Tim Cary, research agronomist with ERDC’s Cold Regions Research and Engineering Laboratory, will begin a program this month using transgenic switchgrass in a field experiment at a designated military installation.

Phytoremediation — using living plants to remove contaminants from soil — is one of the ways ERDC researchers are engineering with nature to help military installations address munitions contamination on ranges.

This program, as with all work involving transgenic plants, must go through a rigorous permitting process administered by the U.S. Department of Agriculture’s Animal and Plant Health Inspection Service, Biotechnology Regulatory Service.
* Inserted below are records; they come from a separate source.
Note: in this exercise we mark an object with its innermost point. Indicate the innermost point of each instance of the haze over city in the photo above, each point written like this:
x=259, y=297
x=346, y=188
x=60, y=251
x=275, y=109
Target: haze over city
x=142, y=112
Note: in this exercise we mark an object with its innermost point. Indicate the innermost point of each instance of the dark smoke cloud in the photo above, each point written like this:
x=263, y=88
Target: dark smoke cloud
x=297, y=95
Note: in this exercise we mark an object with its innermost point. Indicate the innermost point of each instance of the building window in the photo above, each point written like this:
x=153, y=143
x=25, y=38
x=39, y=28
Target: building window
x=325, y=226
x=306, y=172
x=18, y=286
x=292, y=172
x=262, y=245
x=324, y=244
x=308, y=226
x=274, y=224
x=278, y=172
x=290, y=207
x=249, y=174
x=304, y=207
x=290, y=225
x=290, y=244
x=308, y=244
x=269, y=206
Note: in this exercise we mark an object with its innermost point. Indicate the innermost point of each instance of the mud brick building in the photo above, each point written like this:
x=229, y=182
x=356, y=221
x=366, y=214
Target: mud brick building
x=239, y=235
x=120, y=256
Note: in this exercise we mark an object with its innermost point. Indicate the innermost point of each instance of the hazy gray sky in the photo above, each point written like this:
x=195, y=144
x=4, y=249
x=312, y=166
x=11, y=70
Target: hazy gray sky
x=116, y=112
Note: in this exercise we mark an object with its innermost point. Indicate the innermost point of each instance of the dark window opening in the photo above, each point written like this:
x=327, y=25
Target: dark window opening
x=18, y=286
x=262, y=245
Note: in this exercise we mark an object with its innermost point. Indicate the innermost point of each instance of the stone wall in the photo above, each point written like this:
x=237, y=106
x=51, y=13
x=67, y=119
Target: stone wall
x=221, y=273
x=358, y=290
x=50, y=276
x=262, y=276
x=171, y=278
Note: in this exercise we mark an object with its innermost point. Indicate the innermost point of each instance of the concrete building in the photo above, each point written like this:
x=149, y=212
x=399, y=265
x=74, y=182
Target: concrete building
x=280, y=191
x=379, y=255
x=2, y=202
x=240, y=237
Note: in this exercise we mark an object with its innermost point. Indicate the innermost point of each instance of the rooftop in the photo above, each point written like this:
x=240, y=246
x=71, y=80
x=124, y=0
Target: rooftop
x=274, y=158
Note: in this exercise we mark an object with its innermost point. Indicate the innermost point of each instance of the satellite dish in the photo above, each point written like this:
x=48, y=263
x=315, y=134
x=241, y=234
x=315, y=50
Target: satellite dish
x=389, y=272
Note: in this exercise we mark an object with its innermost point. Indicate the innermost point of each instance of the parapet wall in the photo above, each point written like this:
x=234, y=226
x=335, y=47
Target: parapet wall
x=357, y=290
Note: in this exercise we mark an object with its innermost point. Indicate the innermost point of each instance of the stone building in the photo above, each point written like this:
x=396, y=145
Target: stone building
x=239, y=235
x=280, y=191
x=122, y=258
The laboratory recently received the APHIS permit, allowing researchers to move approximately 5,000 plants to a remote site and test them under field conditions. The permit took almost 18 months to prepare and process, and Cary marks it as quite an accomplishment with it being the first of its kind for DOD.

“Currently, the experiment will be one growing season in 2016,” said Cary, “but could be extended depending on results.”

Handling of the plants will be strictly monitored, Cary said. For the duration of the field trial, all plants – transformed and non-transformed – will be considered regulated materials. The plants will be monitored bi-weekly until fall frost to eliminate flowering and prevent the transfer of genes to plants outside the experimental area.

“APHIS’s monitoring for escaped plants will continue for three years following conclusion of the release, so through 2019, if we end the experiment in October,” said Cary.

Monthly sampling will determine how effective the transgenic plants are in remediating the munitions contamination, as well as calculating removal rates.

The results of this program may be used as guidelines for the establishment and management of vegetation on military lands, and provide a significant advancement in methods for military range cleanup.